Materials and Methods:
A follow-up study included all patients aged 65+ years old patients consecutively admitted to an orthopedic ward with femoral neck fracture in the period from January 1, 2007, to December 31, 2010, and fixed with cannulated screws. We retrospectively obtained all available data from patient databases related to potential predictors of reoperations: gender, age, dwelling, dementia, body mass index, vitamin D, albumin, prednisolone treatment, walking aid, performance of activities of daily living, low-energy trauma, initial displacement, and surgery quality. Outcome was reoperation due to fixation failure/prominent screws, nonunion, or avascular necrosis of femoral head within 2 years after surgery. By multivariate Cox proportional hazards regression, including mortality as a competing risk, we estimated crude and adjusted hazards ratios (HRs) with 95% confidence intervals (CIs) for reoperation.
Results:
Two years after surgery, 29% of 322 elderly patients underwent reoperation. Reoperation was associated with primary fracture displacement (HRadjusted 1.61; 95% CI: 1.01-2.55; P = .04) compared to undisplacement. A poor quality of primary reduction was associated with a higher risk of reoperations than a good quality (HRadjusted 1.95; 95% CI: 1.02-3.72; P = .04). Elderly individuals in own homes and sheltered housings had a higher risk of reoperation (HRadjusted 2.67; 95% CI 1.35-5.31; P = .005) compared to nursing home residents.
Conclusion:
Our findings support the evidence of a higher incidence of reoperation in displaced femoral neck fractures compared to the nondisplaced and is associated with poor quality of fracture reduction. Reoperations are most frequent in younger and more independent patients living at home.

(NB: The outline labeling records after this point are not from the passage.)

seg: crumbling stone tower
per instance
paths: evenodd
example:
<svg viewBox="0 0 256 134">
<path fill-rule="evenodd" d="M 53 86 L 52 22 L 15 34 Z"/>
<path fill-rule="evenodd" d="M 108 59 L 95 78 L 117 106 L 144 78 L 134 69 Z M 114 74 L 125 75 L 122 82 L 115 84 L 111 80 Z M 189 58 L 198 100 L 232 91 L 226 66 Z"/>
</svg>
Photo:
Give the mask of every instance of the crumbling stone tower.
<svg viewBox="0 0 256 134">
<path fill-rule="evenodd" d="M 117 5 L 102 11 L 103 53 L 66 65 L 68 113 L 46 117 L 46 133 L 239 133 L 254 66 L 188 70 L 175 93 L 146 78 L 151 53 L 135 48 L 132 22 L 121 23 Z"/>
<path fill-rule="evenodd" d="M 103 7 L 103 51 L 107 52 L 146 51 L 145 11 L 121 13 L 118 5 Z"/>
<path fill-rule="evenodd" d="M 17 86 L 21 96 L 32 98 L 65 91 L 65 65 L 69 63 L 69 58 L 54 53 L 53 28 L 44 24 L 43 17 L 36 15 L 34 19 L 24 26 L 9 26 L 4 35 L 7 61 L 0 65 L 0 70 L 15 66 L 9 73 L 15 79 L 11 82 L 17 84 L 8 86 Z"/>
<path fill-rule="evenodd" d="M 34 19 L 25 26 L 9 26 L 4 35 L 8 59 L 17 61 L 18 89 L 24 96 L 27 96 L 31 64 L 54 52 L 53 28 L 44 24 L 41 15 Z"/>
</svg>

Keywords: femoral neck fracture, reoperation, elderly individuals, cannulated screws
Introduction
Hip fractures are common in the elderly individuals and associated with increased morbidity and mortality. In Denmark, in 2013, the hip fracture rate was 6.86 per 1000 inhabitants in the population aged 65+ years.1 Femoral neck fractures account for 55% of the hip fractures including both nondisplaced and displaced fractures.1 The Danish national guidelines on treatment of hip fractures recommend internal fixation in nondisplaced fractures, whereas arthroplasty is recommended in displaced fractures.2–6 However, internal screw fixation is in some cases considered the treatment of choice in frail elderly individuals due to shorter operation time, less bleeding, and fewer blood transfusions compared to prosthetic replacement.7,8 Furthermore, use of cement in hip hemiarthroplasty of fractured femoral neck is associated with increased perioperative death or severe harm.9
A major disadvantage of internal fixation is the high number of reoperations caused by fixation failure, nonunion fracture, and avascular necrosis of the femoral head.10 Within 2 years after primary surgery, the incidence of reoperations has been reported to be between 20% and 36% after internal fixation versus 6% and 18% after hemiarthroplasty.3,6 A varus collapse of the femoral neck after fixation of the fracture is correlated with shortening of the femoral neck and results in impaired quality of life (QoL).11 After 2 years, patients with nondisplaced fractures report a better functional status and QoL.12
Previous studies have investigated single components in the healing process of the femoral neck fracture in the elderly individuals: Healing takes longer as bone mineral density declines with age.13–15 Prevalence of osteoporosis thus increases with age, and consequently the incidence of low-energy fractures is more frequent in elderly individuals. Moreover, risk of secondary displacement is enhanced due to frail trabecular and cortical bone.13,16 Female gender, malnutrition (low albumin), vitamin D deficiency, and prednisolone treatment are associated with reduced bone mineral density.17,18 Bone quality and healing potential combined with the fracture pattern and inadequate fixation techniques are the most important issues for hardware failure.3 Despite the growing amount of research in this field, there is no clinical consensus on the characteristics in the elderly patients with hip fractures at risk of reoperation. The purpose of this study was to identify factors that predict reoperation in elderly patients with screw fixed femoral neck fractures and to identify the type of elderly patients with the highest risk of reoperation.
Materials and Methods
Population, Design, and Ethics
The study was conducted as a case–cohort study, and the source population was all patients aged 65 years and older admitted to our hospital with a femoral neck fracture between January 1, 2007, and December 31, 2010. All included were treated operatively with 6.5 mm cannulated screw fixation from Smith & Nephew, Inc (Memphis, Tennessee). Patients with cancer in the hip and patients who left the country were excluded. The study was approved by the Danish Data Protection Agency, and no approval was needed from the Central Denmark Region Committee on Biomedical and Research Ethics.
Data Collection
Data were obtained from the electronic patient records, national databases, and a local research database in the Department of Geriatrics at Aarhus University Hospital in Denmark.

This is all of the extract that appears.